- Born: Kerry Roberta Peers 1 November 1964 (age 61) Northop Hall, Wales
- Occupation: Actress

= Kerry Peers =

Welsh actress (born 1964)

Kerry Peers (born 1 November 1964) is a British actress who is best known for her role in The Bill where she played Suzi Croft from 1993 to 1998. She has also been in Casualty, Doctors, Holby City, Brookside and appeared on Coronation Street from October 2019 to January 2020.

==Early life==
Kerry Roberta Peers was born on 1 November 1964 in the small village of Northop Hall, near Mold in North Wales, where she spent her childhood.

==Acting==
Peers moved to London, where she attended the Central School of Speech and Drama. On leaving drama school she performed in a number of plays, such as Les liaisons dangereuses (with the Royal Shakespeare Company) and was also in the original cast of Alan Ayckbourn's Mr A's Amazing Maze Plays at the Stephen Joseph Theatre in Scarborough.

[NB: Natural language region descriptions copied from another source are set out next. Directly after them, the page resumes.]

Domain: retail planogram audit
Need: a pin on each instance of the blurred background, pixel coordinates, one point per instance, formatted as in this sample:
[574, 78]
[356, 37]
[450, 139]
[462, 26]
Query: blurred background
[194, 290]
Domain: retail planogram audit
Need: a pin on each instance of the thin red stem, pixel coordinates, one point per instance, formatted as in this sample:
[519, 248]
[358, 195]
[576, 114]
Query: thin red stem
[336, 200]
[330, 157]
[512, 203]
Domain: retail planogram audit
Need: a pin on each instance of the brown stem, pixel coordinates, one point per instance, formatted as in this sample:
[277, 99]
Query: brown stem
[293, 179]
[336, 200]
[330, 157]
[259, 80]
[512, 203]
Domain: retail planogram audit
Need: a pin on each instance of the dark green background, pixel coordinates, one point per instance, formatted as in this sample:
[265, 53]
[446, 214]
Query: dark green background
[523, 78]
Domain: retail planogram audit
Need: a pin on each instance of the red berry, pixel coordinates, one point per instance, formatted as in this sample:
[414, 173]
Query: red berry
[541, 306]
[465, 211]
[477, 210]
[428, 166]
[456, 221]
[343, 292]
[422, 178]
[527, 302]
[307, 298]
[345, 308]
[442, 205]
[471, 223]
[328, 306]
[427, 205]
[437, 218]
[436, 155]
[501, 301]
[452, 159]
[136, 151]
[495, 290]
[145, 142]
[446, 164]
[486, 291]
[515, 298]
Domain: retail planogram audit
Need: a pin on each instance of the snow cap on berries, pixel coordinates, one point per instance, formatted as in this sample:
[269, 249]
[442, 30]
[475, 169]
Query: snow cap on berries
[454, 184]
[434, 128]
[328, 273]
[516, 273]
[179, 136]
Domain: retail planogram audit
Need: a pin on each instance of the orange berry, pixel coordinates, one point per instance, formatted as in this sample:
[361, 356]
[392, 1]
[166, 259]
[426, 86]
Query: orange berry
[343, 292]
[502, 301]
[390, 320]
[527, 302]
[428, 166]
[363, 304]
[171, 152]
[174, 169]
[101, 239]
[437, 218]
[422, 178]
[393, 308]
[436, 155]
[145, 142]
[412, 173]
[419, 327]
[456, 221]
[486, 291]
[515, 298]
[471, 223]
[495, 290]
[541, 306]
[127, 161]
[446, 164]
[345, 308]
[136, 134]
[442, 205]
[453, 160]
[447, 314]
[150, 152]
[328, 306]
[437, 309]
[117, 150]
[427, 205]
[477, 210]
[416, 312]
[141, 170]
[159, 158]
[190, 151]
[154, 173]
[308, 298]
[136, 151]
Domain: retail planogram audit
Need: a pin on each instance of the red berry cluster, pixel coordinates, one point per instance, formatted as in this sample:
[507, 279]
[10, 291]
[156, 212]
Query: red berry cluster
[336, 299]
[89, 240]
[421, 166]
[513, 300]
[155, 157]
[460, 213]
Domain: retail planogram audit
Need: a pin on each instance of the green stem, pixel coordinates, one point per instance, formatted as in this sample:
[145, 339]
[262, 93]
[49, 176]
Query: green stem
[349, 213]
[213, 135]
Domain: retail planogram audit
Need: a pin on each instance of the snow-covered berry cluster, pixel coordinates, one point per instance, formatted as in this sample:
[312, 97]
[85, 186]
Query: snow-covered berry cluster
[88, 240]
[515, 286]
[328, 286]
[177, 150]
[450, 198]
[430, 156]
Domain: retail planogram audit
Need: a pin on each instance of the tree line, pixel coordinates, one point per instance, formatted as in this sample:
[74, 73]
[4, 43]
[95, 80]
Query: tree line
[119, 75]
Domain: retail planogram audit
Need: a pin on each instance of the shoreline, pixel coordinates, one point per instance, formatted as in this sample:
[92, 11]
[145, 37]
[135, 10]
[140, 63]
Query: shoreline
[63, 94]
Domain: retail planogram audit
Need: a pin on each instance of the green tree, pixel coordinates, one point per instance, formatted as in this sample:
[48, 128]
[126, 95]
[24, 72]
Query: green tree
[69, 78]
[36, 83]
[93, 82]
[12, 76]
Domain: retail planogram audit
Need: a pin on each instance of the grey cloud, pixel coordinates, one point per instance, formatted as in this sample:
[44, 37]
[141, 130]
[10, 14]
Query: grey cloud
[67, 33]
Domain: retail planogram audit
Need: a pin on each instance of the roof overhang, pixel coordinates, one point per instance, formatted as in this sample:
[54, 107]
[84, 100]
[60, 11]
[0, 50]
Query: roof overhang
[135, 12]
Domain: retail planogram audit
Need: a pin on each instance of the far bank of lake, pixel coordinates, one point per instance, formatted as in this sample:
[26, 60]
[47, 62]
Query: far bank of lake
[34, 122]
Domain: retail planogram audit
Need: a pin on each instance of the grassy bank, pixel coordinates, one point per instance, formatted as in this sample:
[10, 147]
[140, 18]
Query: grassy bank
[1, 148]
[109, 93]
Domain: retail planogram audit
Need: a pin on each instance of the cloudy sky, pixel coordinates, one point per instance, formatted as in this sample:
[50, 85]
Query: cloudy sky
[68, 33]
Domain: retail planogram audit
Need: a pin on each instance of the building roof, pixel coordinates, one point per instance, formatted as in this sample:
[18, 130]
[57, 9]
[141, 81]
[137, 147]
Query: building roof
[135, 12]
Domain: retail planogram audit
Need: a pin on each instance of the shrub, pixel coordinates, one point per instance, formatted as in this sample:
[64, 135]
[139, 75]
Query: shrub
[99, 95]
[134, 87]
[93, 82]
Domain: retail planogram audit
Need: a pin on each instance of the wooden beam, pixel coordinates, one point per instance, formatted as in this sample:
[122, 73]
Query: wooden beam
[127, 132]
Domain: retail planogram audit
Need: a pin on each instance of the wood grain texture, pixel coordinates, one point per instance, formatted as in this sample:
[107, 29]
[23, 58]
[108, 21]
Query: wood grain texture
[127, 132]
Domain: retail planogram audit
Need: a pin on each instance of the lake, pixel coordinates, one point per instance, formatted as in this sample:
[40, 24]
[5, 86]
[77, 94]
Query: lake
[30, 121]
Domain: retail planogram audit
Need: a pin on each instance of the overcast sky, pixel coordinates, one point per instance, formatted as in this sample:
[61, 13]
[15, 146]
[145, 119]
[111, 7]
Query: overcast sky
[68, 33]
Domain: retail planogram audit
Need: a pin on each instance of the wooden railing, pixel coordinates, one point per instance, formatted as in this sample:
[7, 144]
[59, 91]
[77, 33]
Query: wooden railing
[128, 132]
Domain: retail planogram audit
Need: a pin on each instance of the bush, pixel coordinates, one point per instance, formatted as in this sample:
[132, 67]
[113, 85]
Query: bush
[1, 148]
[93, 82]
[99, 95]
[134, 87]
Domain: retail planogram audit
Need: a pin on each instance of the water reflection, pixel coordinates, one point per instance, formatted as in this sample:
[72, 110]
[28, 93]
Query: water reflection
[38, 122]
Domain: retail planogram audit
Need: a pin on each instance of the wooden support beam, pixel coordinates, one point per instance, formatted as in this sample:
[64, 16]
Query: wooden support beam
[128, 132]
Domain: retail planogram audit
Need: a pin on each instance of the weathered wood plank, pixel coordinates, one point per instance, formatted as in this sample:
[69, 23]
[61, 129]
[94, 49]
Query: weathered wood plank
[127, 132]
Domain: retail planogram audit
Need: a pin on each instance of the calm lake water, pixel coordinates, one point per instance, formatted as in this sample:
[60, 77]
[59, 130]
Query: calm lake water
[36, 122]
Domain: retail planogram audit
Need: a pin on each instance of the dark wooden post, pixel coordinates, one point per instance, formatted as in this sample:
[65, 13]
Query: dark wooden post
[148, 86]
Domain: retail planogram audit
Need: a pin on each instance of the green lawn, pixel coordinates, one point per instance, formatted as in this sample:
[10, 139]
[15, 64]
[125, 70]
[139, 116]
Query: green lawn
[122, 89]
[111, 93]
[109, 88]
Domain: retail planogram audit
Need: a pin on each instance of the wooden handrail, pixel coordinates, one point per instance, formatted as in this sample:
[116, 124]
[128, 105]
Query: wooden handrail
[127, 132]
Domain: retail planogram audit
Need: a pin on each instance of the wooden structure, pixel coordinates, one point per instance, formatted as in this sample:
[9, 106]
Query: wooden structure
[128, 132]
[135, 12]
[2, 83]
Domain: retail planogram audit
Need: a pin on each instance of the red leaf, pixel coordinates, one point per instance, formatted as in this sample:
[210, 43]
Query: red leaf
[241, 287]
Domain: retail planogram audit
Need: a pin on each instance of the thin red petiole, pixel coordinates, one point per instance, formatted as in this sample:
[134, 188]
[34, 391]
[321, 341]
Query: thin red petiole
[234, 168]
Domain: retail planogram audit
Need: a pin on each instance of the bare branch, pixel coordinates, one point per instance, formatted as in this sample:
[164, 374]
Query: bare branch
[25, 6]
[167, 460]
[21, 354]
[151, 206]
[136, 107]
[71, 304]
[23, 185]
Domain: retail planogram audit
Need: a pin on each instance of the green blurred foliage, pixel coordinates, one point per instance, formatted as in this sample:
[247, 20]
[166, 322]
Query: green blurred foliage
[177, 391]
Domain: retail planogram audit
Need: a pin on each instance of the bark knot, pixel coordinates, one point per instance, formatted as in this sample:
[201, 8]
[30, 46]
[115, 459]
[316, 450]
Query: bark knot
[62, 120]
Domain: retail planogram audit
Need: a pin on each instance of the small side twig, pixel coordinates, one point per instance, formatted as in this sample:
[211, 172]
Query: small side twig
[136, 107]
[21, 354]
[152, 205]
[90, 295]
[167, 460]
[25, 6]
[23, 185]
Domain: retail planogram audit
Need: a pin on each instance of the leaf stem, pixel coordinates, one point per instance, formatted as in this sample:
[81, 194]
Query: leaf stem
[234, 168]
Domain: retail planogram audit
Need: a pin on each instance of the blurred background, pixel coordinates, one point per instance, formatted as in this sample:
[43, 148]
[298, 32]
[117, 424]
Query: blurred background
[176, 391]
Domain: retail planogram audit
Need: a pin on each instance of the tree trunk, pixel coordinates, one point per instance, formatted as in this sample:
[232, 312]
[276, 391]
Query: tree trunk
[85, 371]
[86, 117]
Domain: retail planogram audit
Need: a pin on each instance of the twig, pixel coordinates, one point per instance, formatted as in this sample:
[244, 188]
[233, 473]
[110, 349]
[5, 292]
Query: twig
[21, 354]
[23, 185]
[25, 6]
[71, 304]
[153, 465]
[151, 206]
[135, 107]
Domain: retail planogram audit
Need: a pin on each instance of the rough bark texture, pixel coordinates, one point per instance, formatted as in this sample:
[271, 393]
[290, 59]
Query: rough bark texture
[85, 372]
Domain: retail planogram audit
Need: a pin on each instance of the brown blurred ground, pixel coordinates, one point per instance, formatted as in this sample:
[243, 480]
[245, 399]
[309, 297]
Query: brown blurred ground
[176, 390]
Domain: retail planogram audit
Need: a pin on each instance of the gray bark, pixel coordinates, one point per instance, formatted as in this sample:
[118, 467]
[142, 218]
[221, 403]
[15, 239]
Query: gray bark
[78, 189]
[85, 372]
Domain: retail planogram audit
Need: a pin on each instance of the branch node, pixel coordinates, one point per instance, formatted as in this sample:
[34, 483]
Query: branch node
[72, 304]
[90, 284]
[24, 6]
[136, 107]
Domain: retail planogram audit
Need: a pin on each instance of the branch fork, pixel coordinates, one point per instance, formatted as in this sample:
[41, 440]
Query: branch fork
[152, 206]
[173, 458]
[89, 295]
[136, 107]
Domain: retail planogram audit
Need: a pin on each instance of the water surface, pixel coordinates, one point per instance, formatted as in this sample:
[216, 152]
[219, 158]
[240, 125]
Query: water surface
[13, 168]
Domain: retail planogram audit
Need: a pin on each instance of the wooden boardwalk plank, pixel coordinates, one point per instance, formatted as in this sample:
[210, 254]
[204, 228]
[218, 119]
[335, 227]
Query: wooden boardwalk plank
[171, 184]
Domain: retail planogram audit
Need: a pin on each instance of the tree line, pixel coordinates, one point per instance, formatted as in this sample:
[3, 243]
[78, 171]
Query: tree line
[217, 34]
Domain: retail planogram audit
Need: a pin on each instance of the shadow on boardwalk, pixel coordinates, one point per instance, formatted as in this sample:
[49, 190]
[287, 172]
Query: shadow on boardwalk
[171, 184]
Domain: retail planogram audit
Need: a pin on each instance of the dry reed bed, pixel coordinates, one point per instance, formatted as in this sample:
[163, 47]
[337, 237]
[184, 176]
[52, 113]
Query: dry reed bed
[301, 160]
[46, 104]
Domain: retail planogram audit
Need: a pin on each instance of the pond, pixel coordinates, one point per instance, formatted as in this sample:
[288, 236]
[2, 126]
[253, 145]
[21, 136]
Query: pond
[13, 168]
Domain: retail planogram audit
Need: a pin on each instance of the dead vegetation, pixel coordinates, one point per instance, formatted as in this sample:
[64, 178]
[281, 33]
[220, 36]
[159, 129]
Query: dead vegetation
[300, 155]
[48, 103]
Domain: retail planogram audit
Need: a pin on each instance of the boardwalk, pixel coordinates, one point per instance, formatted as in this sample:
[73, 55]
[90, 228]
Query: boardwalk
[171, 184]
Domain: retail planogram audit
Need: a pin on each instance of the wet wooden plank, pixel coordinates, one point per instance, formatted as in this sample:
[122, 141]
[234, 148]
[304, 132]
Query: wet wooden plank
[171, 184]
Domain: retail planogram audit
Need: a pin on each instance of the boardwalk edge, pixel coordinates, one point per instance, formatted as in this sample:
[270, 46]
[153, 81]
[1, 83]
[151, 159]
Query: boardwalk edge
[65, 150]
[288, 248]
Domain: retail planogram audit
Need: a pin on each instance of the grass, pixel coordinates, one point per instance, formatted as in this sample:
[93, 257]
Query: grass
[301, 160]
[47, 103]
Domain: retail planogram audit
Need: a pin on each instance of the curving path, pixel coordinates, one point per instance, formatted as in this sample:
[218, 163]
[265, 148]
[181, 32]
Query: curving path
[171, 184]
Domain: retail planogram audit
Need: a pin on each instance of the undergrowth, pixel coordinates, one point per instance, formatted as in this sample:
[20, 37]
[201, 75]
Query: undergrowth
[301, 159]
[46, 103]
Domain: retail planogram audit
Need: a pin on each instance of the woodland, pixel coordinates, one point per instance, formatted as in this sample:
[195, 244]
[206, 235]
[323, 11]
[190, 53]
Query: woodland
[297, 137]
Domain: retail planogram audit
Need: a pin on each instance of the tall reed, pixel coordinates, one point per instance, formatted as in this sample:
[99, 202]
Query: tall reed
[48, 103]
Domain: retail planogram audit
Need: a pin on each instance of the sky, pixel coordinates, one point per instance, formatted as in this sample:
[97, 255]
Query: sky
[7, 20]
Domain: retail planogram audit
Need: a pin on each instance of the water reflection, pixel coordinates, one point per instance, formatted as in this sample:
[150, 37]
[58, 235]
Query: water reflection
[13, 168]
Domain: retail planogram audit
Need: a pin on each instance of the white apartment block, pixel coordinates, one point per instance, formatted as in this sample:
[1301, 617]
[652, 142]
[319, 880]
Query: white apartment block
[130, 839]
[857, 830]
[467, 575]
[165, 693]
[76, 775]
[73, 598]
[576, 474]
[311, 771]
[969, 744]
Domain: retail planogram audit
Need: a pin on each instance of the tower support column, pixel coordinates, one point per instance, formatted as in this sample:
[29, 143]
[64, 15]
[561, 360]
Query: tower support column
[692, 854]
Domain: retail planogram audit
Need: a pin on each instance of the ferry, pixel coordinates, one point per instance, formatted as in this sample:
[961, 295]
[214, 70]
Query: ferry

In 1993, Peers joined the cast of The Bill as DC Suzi Croft, leaving in 1998. Since then she has continued to appear on television in series such as Waterloo Road, Casualty, Holby City, The Case, Doctors, The Royal Today and Shameless. She was also a regular cast member of Brookside 2002–2003, playing the part of Helen Carey. In November 2019, she appeared in an episode of the BBC soap opera Doctors as Yvette Froom.

Peers has also continued to appear on-stage, playing Nurse Ratched in an acclaimed version of One Flew Over the Cuckoo's Nest as well as roles in Paradise Bound and Billy Liar.

In 2018, she appeared in a supporting role in the ITV1 miniseries Butterfly.

== Awards ==
In 2003, Peers won the Manchester Evening News Theatre Award for Best Actress in a Supporting Actress Role for her part in Neil Simon's Brighton Beach Memoirs at the Oldham Coliseum Theatre.